Keys
The last piece of work I want to talk is the key management.
Currently key are created by two methods
-
get_free_key
look at all the current key and increment of 1. -
calc_tasks
construct key from an offset and increment 1 for each new key.
keys are distributed by two methods
-
_run_id
use modulocomm.rank == key % comm.size
-
add
use the rank of minimal occupationnp.argmin(size_per_rank)
First the code is not consistent. Second the conjunction of get_free_key
and _mpi_distribute
create an odd distribution of keys among rank.

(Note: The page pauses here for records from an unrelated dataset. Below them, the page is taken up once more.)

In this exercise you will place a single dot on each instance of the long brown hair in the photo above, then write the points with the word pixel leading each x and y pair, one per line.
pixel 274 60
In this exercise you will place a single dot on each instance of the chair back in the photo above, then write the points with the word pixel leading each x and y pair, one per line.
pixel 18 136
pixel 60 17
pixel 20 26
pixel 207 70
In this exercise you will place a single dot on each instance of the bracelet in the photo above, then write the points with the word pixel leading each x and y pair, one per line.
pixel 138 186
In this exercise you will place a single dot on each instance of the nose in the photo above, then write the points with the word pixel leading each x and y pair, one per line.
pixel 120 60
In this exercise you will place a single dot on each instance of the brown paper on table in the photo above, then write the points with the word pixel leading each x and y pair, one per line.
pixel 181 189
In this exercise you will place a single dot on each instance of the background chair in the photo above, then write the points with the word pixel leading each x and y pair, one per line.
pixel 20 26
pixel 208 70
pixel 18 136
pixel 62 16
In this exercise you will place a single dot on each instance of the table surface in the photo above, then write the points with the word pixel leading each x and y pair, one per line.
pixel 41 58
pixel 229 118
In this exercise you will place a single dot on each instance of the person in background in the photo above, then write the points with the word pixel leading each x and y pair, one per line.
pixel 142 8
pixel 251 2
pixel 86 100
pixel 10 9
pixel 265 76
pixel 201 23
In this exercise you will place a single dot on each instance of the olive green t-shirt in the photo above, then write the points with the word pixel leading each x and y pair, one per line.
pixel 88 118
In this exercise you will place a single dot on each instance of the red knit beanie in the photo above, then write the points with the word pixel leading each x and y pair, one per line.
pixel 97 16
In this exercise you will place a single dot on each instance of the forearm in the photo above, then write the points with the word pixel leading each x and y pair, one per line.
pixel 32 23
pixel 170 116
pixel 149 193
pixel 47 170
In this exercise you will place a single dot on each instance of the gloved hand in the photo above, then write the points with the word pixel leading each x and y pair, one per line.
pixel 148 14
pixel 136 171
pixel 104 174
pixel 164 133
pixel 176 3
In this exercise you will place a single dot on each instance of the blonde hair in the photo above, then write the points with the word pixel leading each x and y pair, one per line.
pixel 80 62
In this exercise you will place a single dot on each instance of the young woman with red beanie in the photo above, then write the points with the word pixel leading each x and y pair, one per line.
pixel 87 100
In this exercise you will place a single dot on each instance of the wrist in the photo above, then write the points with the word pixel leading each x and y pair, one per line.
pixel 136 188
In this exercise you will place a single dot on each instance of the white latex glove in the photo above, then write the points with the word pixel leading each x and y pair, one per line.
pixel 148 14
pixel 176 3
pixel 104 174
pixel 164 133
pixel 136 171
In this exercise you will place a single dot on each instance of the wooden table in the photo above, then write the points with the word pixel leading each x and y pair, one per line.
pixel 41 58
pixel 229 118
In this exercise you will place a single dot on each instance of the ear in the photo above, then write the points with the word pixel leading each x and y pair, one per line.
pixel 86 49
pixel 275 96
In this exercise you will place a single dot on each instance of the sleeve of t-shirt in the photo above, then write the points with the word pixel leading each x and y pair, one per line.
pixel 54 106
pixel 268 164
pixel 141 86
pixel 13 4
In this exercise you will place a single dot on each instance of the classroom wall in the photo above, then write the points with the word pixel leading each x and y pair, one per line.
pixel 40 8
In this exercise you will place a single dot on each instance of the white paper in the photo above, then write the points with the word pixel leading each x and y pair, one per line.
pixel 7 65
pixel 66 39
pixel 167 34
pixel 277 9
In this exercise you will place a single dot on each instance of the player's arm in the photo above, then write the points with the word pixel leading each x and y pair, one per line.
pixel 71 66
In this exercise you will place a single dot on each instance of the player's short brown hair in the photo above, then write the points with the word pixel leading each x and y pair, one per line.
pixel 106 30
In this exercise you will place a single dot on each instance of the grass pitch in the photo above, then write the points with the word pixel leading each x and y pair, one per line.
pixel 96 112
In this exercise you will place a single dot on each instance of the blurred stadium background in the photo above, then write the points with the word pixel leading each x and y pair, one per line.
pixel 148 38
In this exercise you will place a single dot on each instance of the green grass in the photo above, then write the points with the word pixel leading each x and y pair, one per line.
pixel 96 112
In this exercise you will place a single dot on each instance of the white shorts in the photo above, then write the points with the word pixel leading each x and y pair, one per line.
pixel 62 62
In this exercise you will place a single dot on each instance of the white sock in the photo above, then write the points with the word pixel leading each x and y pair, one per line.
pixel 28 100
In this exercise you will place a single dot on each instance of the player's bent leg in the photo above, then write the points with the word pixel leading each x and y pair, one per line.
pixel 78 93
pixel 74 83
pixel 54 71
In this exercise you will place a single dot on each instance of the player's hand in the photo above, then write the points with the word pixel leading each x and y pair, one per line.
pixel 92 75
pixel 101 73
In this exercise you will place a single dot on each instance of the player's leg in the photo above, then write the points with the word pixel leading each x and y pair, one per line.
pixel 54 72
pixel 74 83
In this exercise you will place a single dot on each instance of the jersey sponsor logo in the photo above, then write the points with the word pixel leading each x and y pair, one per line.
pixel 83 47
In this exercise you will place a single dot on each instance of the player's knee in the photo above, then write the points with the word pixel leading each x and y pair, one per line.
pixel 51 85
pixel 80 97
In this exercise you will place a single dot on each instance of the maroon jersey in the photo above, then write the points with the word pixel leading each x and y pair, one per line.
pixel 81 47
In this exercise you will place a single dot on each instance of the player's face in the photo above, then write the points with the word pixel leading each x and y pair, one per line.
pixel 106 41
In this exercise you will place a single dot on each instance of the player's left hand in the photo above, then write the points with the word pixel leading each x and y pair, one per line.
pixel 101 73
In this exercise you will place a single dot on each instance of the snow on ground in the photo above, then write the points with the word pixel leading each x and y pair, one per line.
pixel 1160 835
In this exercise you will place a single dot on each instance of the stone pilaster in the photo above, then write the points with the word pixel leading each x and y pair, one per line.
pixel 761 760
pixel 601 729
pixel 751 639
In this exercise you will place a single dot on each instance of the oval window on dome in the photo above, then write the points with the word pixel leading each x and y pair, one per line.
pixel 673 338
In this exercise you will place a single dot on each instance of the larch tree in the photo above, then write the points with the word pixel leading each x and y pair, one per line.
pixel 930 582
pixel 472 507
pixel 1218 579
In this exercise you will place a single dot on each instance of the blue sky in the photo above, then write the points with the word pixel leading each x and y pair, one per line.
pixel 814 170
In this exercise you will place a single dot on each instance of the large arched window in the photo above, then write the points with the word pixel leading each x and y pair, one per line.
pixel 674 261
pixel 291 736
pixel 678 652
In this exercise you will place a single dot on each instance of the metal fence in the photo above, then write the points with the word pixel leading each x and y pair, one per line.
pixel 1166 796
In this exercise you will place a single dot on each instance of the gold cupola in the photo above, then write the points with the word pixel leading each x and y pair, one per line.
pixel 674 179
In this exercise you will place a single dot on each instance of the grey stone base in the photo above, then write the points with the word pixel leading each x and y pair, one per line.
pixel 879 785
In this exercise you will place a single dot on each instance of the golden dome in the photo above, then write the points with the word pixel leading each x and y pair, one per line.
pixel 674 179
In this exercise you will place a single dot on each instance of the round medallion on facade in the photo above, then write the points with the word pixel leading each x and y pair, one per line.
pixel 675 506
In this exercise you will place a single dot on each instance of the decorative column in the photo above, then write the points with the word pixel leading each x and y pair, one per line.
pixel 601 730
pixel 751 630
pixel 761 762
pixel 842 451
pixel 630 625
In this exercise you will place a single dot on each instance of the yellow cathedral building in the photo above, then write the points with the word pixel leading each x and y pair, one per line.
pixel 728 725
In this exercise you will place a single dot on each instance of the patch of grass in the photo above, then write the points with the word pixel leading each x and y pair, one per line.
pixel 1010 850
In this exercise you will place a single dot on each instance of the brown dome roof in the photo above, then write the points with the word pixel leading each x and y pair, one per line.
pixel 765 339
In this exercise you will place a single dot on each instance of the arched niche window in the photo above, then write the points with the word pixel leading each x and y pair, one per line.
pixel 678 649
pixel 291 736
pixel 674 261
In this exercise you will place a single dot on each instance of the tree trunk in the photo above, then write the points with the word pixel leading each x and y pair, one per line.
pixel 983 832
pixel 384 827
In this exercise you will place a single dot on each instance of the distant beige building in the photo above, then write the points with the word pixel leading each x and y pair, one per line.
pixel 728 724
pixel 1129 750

I see different ways to solve the problem
-
key
are distributed by using their respective value (from example by usingcomm.rank == key % comm.size
). To obtain an even distribution we need to keep track of the "hole" in the key sequence when an key is remove. This is the solution I have implemented in the old branch backcompatible. This method work well if each time we remove some keys we add more keys after (more key than hole). Now this happen every time by construction of the code but I can imagine some way in the futur where this is False. -
key
values are unrelated to their distribution. Then we use a minimizer like inadd
to attribute tasks to the best ranks. This method always give the best distribution. We can build the minimizer by doing MPI communications or by tracking the distribution (without communication, what I have done in my old personal "tkwant"). - We want an "adaptative" methode where key are moved between rank depending on the working weight. This is more complex and need method to evaluate the computational time and move tasks.
Last I want to make the creation of time dependent bound stat parallel. It can be done in few line but this will depend on the way we attribute key.
I prefer to method 2. because it is more general and flexible. But other also have there pro and con.
What do you think ?